1. La préposition de est prise tantôt dans le sens passif, tantôt dans le sens actif : quand vous dites l'amour de Rome, cela peut vouloir dire l'amour que Rome a pour vous ou l'amour que vous avez pour Rome ; Rome peut être celle qui aime ou celle qui est aimée. Il faut donc que les mots qui entourent de en déterminent bien le sens.

2. De, pris partitivement, veut l'article défini le, la, les quand le substantif n'est pas précédé d'un adjectif : des passants l'avertirent ; de l'argent est nécessaire. Mais cet article se supprime quand un adjectif précède le substantif : d'honnêtes gens ; de belles et bonnes terres ; de bon vin. Ces deux constructions s'expliquent naturellement ; la première s'explique par : un certain nombre des passants ; l'autre par : un certain nombre d'honnêtes gens ; suivant que l'on considère, dans le premier cas, les passants comme déterminés par l'article, et dans le second cas, honnêtes gens comme indéterminés par l'absence d'article. C'est ensuite l'oreille qui a fait le choix et qui a voulu, par exemple, que l'on dît des hommes et non pas d'hommes, qui n'a pas semblé assez plein ; dès lors l'usage s'est fixé et les règles sont intervenues. Avec les adverbes de quantité, c'est de sans article qu'on emploie : beaucoup d'hommes ; trop d'argent, etc. ; bien fait exception (voirBIEN adverbe) : bien des gens m'ont dit.

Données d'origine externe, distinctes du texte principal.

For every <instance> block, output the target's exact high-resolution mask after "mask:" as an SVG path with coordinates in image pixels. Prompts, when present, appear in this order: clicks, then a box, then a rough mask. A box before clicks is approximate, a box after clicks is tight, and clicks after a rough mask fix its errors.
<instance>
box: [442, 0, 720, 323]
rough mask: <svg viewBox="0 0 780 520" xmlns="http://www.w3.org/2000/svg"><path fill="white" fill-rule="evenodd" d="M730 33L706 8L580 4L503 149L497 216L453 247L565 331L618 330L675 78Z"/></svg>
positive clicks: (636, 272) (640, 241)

3. Quand la phrase est affirmative, de, pris partitivement, veut toujours l'article après soi. Je verse de l'eau. Je demande du pain. Voulez-vous de l'eau ? Si la phrase est négative, de prend l'article ou ne le prend pas ; mais le sens est différent : je ne demande pas de pain ; je ne demande pas du pain. Dans le premier cas, je ne demande rien, pas plus du pain qu'autre chose. Dans le second cas, ce n'est pas du pain que je demande ; mais je désire autre chose. Je ne mange pas de moules, veut dire que je ne les aime pas ou n'en veux pas ; je ne mange pas des moules, veut dire que ce ne sont pas des moules que je mange actuellement.

4. En certaines locutions, où l'adjectif fait corps avec son substantif, on met des plutôt que de : des jeunes gens ; des mauvais sujets ; des bons mots ; des premiers ministres. Il est très rare que des premiers ministres s'abaissent à de si honteuses lâchetés, découvertes tôt ou tard par ceux qui ont donné l'argent ou par les registres qui ont fait foi. [Voltaire, Histoire de l'empire de Russie sous Pierre le Grand] Pourtant il n'est pas interdit de suivre la règle ordinaire et de dire : de jeunes gens ; de mauvais sujets ; de bons mots. Malherbe a dit, II, 12 : Ceux à qui la chaleur ne bout plus dans les veines, En vain dans les combats ont des soins diligents ; Mars est comme l'Amour ; ses travaux et ses peines Veulent de jeunes gens. Et Molière : Et dans tous ses propos On voit qu'il se travaille à dire de bons mots. [Molière, Le misanthrope]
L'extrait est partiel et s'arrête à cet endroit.